Mon histoire personnelle a fondamentalement influencé mon travail intellectuel. L’ambition d’apporter ma pierre à l’édifice des RI a clairement été forgée par une combinaison d’événements, de personnes et de livres. Je suis né et j’ai passé les premières années de ma vie dans une petite ville en Serbie, à la frontière avec le Kosovo. Ma famille a quitté les Balkans en 1999 au moment des conflits en ex-Yougoslavie. Je nourris depuis un intérêt et une sensibilité particulières pour la région. J’ai eu la chance d’être formé dans des universités et des laboratoires qui ont une tradition d’ouverture vers les recherches internationales. Après une formation générale en économie, en droit et en science politique, je me suis progressivement spécialisé en RI. Durant mes études universitaires j’ai développé assez tôt un goût particulier pour l’étude des théories, d’abord économiques grâce aux cours prodigués par Frédéric Poulon, puis des relations internationales, enseignées par Dario Battistella. Le choix de mon sujet de thèse a aussi été dicté par l’insatisfaction à l’égard des approches existantes qui considéraient le résultat des interventions post-conflit en Bosnie et au Kosovo comme des anomalies.
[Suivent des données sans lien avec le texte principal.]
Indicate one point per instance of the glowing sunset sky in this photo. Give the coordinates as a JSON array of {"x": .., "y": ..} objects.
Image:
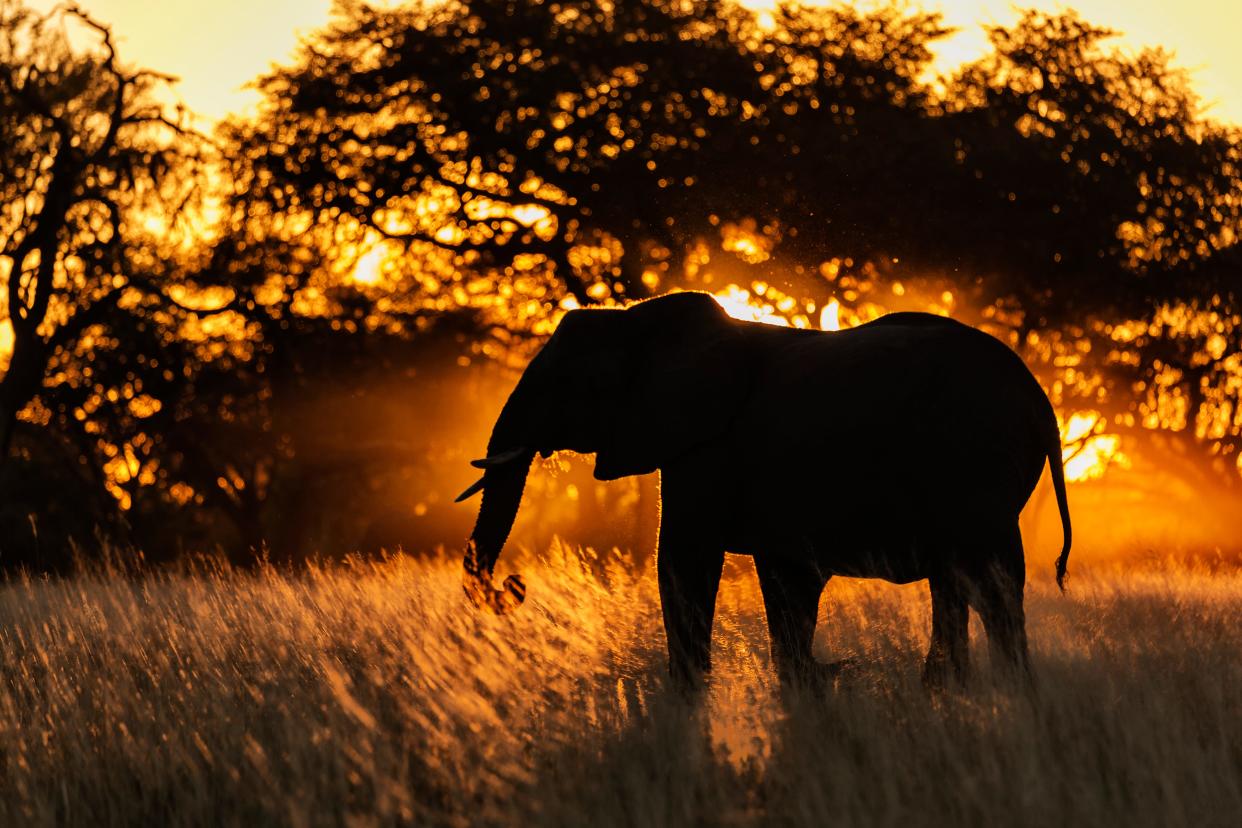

Je suppose que ces éléments sont à l’origine à la fois de mon intérêt pour la partie pratique des théories et de l’orientation de mes recherches actuelles sur les Balkans. En travaillant durant plusieurs années sur ce problème et en faisant des allers-retours entre la théorie et les découvertes empiriques, j’ai pu mettre en évidence les limites des approches dominantes : cela m’a permis de développer mon propre sens de la recherche.
En tant que spécialiste d’une discipline des sciences sociales, ce qui m’anime c’est de participer – à mon modeste niveau – à façonner et à remettre en question notre vision du monde, dans l’objectif ultime de rechercher des solutions au service de l’humanité. Cela nécessite une triple exigence : être analytiquement original, mobiliser une méthodologie sophistiquée et équilibrer la curiosité théorique par une analyse empirique solide. Mes productions scientifiques ne sont pas uniquement motivées par la logique interne de mes recherches, mais aussi par la tentative de donner un sens aux débats politiques d’actualité. Contrairement à ce que prétendent certains, s’évertuer à réduire le fossé entre la recherche universitaire et l’élaboration des politiques en matière de relations internationales ne nuit pas aux recherches fondamentales, à condition de ne pas considérer que l’influence directe sur la décision politique est plus importante que la simple rédaction d’articles.